Mass Protest in Baghdad After Quran Burning in Sweden

Mass Protest in Baghdad After Quran Burning in Sweden

Thousands of supporters of Shiite cleric Muqtada al-Sadr participated in a mass protest outside the Swedish embassy in Baghdad today, Friday, demanding the severance of diplomatic relations between the two countries after a man set fire to a Quran outside a mosque in Stockholm. Protesters carried images of al-Sadr and his father, waved Iraqi flags, and chanted "Yes, yes to the Quran, Muqtada, Muqtada."

The protesters also set fire to large rainbow-colored flags representing the LGBTQ community while verses from the Quran were recited in the background. A smaller protest occurred in the Dhi Qar province in southern Iraq. Al-Sadr, in his statement, called on "the believers, may God honor them with His honor, to express their views regarding the burning of holy books, especially the Quran, in front of mosques or embassies, and on Muslim holidays through a massive angry demonstration against the Swedish embassy in Iraq."

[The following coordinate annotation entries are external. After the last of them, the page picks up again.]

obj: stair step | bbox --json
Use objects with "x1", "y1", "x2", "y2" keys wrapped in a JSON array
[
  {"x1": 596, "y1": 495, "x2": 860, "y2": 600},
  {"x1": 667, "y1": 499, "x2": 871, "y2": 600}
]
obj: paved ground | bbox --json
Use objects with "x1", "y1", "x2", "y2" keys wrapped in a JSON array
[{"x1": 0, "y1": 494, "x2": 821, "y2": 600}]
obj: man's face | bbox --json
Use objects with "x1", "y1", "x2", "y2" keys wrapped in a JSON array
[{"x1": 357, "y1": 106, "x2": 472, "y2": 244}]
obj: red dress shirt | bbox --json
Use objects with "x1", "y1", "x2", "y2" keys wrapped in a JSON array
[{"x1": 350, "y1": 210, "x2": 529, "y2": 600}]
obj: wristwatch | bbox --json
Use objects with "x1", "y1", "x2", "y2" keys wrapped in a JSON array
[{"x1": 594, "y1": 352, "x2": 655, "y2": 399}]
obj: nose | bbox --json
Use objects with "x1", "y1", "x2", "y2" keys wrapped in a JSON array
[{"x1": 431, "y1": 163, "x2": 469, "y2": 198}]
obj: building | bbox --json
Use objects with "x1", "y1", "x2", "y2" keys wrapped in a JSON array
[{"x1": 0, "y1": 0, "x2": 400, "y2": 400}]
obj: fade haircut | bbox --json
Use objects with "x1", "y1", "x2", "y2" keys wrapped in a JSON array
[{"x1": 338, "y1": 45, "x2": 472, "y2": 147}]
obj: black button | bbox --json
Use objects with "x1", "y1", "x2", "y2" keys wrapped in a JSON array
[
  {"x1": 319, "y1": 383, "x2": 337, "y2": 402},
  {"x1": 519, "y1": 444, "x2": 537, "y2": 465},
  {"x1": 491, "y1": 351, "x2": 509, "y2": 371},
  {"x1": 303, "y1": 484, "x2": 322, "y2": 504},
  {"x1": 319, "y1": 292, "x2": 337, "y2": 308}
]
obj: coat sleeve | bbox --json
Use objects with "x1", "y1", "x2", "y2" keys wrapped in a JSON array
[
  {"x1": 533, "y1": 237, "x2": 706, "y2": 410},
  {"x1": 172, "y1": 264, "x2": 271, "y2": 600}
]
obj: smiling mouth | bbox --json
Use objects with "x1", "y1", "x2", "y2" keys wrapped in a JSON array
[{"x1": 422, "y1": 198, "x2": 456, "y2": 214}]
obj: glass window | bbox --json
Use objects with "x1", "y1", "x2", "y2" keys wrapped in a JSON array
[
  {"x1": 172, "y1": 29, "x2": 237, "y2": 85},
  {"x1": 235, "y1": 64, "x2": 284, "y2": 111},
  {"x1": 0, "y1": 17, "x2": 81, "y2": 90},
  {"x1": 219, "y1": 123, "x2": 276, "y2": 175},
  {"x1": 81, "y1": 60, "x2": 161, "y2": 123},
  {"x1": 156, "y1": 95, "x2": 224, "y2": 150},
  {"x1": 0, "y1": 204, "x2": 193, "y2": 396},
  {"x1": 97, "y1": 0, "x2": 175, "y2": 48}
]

He urged his followers to demand the expulsion of the Swedish ambassador and the severance of relations with Sweden. In a statement read by the leader of the Sadrist movement during the march, al-Sadr remarked, "O you who call for democracy and freedom and demand freedom of expression, be fair to yourselves if you are not fair to God Almighty or to others. If you defend freedoms and human rights, you must not double standard; if you say that burning the LGBTQ flag is considered a major hate crime, as the US and its ilk hastily claimed, why do you not consider the burning of the Quran a major hate crime?!"

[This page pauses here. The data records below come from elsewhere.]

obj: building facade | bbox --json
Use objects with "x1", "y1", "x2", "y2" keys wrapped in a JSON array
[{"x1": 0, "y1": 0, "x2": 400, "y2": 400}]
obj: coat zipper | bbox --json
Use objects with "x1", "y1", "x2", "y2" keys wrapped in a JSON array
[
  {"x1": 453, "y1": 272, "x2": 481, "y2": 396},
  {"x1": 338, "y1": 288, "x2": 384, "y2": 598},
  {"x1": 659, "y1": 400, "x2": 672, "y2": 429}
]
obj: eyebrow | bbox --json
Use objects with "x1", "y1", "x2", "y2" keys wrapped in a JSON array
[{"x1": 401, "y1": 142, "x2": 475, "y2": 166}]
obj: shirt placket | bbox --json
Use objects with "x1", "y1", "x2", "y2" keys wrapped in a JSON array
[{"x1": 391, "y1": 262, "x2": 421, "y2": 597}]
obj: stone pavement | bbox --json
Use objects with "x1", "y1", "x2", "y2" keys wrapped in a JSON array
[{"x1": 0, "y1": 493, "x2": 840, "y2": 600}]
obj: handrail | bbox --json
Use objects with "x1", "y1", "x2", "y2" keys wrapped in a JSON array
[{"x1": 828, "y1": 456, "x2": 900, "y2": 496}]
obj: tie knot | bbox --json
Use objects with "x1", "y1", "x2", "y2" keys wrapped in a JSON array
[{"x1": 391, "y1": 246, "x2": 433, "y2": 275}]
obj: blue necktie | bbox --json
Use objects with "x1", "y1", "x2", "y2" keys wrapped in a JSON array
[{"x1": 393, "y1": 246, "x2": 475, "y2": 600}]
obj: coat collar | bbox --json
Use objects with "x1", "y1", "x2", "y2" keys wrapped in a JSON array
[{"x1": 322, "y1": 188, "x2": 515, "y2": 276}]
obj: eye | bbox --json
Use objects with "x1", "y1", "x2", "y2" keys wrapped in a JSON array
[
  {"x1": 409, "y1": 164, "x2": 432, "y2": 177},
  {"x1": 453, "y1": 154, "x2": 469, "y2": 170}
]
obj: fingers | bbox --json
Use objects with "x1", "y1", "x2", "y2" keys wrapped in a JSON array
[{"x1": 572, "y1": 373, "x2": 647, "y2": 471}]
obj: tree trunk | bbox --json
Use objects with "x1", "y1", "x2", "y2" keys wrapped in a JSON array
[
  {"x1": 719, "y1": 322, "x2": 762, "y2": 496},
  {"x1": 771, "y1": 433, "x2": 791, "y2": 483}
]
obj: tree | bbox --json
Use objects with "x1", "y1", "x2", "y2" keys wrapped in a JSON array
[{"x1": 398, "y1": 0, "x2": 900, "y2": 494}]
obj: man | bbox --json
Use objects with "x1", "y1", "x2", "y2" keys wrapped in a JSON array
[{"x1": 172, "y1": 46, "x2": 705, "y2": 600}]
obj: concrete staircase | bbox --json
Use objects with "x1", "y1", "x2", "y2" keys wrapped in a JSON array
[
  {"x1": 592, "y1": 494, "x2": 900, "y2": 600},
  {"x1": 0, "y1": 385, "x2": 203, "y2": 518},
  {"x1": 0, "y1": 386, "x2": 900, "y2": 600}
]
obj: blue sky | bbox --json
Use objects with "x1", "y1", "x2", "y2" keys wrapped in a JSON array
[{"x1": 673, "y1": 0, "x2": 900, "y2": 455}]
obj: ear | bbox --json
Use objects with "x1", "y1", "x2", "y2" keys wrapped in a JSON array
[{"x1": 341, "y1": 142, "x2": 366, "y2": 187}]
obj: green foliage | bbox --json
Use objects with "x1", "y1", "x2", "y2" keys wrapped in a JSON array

The Swedish police have accused the man who burned the Quran of inciting hatred against an ethnic or national group. The man described himself in a newspaper interview as an Iraqi refugee seeking to ban the Quran. The Swedish police, in their statement about Wednesday's protest, noted that while it "may have consequences for foreign policy," the risks and security consequences associated with burning the Quran were not of a nature that warranted rejecting the request.